自己伸展树做的第一个题 poj 3580 supermemo.
题目大意
对一个数组进行维护,包含如下几个操作:
- ADD x, y, d 在 A[x]--A[y] 中的每个数都增加d
- REVERSE x, y 将 A[x]--A[y] 中的数进行反转,变为 A[y],A[y-1]....A[x+1],A[x]

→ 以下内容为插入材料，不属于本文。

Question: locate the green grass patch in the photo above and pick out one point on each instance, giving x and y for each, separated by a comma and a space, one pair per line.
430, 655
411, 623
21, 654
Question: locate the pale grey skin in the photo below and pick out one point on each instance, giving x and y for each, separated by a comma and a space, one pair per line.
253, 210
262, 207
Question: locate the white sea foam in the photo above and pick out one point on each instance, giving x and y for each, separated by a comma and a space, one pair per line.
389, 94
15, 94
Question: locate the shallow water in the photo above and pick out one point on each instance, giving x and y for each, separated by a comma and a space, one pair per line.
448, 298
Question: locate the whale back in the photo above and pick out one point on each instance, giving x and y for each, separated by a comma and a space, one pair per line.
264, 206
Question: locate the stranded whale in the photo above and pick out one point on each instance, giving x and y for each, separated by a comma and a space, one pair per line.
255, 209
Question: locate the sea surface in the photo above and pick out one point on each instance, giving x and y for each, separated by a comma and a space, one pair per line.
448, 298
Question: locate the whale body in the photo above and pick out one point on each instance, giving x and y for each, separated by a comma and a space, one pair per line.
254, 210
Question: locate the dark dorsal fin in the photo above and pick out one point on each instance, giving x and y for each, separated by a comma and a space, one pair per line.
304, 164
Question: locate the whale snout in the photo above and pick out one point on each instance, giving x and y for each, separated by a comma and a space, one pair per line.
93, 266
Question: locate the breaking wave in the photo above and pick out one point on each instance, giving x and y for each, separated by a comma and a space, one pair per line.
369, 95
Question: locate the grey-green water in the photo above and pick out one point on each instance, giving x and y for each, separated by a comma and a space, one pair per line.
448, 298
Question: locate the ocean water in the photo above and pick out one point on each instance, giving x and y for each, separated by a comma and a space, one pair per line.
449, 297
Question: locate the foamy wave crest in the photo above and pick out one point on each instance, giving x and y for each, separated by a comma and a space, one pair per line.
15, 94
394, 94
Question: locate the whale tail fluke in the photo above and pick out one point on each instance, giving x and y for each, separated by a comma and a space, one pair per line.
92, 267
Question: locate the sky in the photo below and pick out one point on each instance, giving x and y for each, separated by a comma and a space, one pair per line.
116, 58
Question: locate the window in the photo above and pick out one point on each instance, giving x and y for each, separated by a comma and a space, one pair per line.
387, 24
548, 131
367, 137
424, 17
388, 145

- REVOLVE x, y, T 将 A[x]--A[y]中的数连续右移T次
- INSERT x, P 在A后添加数P
- DELETE x 删除A[x]
- MIN x, y 查询A[x]--A[y]中的最小值
思路
对有序进行操作可选的数据结构有 线段树、treap、伸展树Splay等,这道题要求比较多,所以选用伸展树:
伸展树对数组进行维护的核心思想是,将需要维护的一组数单独提取出来,形成一棵子树(一般为整棵树的根节点的右子节点的左孩子节点 为根),然后再这个子树上进行操作。此时进行某些操作(如 ADD, REVERSE 等),只需要在根节点上做个标记,进行延迟处理(即在之后真正访问子节点时候才对子节点进行实际的更新操作),这样可以节省时间。
每次对树的节点进行修改(比如DELETE, INSERT等)之后,都要进行维护信息,此时需要Update一下,然后将该节点旋转至树根。
且在寻找一个区间的起始点对应在树中的节点的时候,都要将该节点所需要的所有信息带给该节点,这就要求在从根节点向下寻找该节点的时候,将路径上的所有节点(即该节点的祖先节点)上的标记都往下传,即PushDown。
实现(c++)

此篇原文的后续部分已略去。